Avoiding common mistakes allows a business to run with full compassion, enthusiasm, commitment, energy, highlights, motivation, and the object of holding a positive rate for profitability and longevity. Even the pandemic i.e., COVID-19 has set an additional challenge for almost all the new startups to eliminate the pitfalls during establishing a Malaysian company.

So, the present study targets the barriers or pitfalls of company formation in Malaysia wherein certain issues like human resource mismanagement, mishandling digital business, ignoring competitors in the market, and not strategizing the business strategies according to the analyzed market standards. The issues underlined in this blog are considered to be the mistakes that are commonly made when starting a Malaysian company.

FAQ’s

  1. What are the common mistakes when starting a Malaysian company?

    The common mistakes while starting a Malaysian company include confusion while deciding on the structure of the company, skipping research over the business climatic conditions and notification of the relevant changes in the Company, neglecting the regulatory authority of the company and drafting business documents, choosing restricted names for company registration, failure in filing the annual return for the Company, non-compliance with the duties and responsibilities of the directors, skipping financial planning, and ignoring the competitors of the Malaysian Company.

  2. What are the biggest mistakes while starting a Malaysian company and preparing a business plan?

    The biggest mistake while preparing and drafting the business plan includes ignoring the financial capacity and not clearly defining the targeted audience.

  3. What are the 4 mistakes Malaysian startups typically make?

    The most common mistake that a Malaysian startup makes is neglecting culture-building, innovative ideas, technological, external, and internal investment opportunities, etc.

  4. Why is Malaysia good for international business?

    The following reasons consider Malaysia a good place for carrying forward international reasons: it has a strong and capable workforce, developed infrastructure facilities, and well-established networks for trade development in the nation.

  5. What are the 5 P's of entrepreneurship?

    The 5 P’s of entrepreneurship that must be present in every business and corporate entrepreneur to avoid mistakes while starting a Malaysian company are persistence, patience, purpose, people, and profits. 
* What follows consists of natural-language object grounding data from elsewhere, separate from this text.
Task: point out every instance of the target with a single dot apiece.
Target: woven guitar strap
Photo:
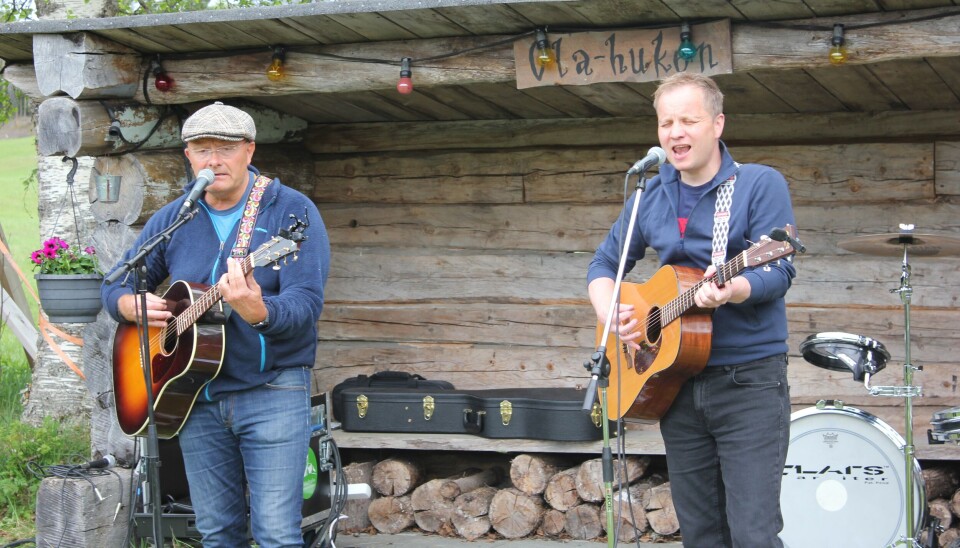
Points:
(721, 223)
(249, 219)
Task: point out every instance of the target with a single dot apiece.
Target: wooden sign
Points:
(628, 55)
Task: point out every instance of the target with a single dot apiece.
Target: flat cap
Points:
(219, 121)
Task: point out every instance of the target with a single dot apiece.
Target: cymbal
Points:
(891, 245)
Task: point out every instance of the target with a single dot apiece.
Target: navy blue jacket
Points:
(293, 294)
(742, 332)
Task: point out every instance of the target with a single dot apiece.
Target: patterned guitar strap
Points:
(721, 224)
(249, 219)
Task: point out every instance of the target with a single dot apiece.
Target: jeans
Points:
(259, 435)
(726, 438)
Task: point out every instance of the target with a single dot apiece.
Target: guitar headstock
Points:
(769, 249)
(272, 251)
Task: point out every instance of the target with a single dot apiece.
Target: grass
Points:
(51, 443)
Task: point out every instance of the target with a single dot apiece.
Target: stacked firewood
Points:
(943, 500)
(539, 495)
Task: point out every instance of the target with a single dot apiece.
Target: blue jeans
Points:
(259, 435)
(726, 437)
  6. What are the challenges of doing business in Malaysia?

    The challenges faced by entrepreneurs while registering and doing business in Malaysia include the following:
    a)      Bureaucratic corruption,
    b)      Issues with the grant of entry permit;
    c)      Issues while opening a bank account;
    d)      Higher cost of registration;
    e)      Issues during the management of the resources, etc.

  7. Why incorporate your business in Malaysia?

    Several reasons like a strategic location, easy access to the skilled and unskilled workforce, well-developed infrastructure facilities, and political and economic stability account for an increase in business incorporation in Malaysia.

  8. What is the corporate culture in Malaysia?

    The corporate culture of Malaysia is defined by the diverse forms of businesses established in Malaysia that attract both nationals and foreigners to incorporate their business, build corporate relationships, and establish a chain of business communication in consonance with the regulations and business laws of the nation.

  9. What is the failure rate of small businesses in Malaysia?

    The failure rate of small and medium businesses in Malaysia accounts for approx. 60% within the first 5 years of its establishment.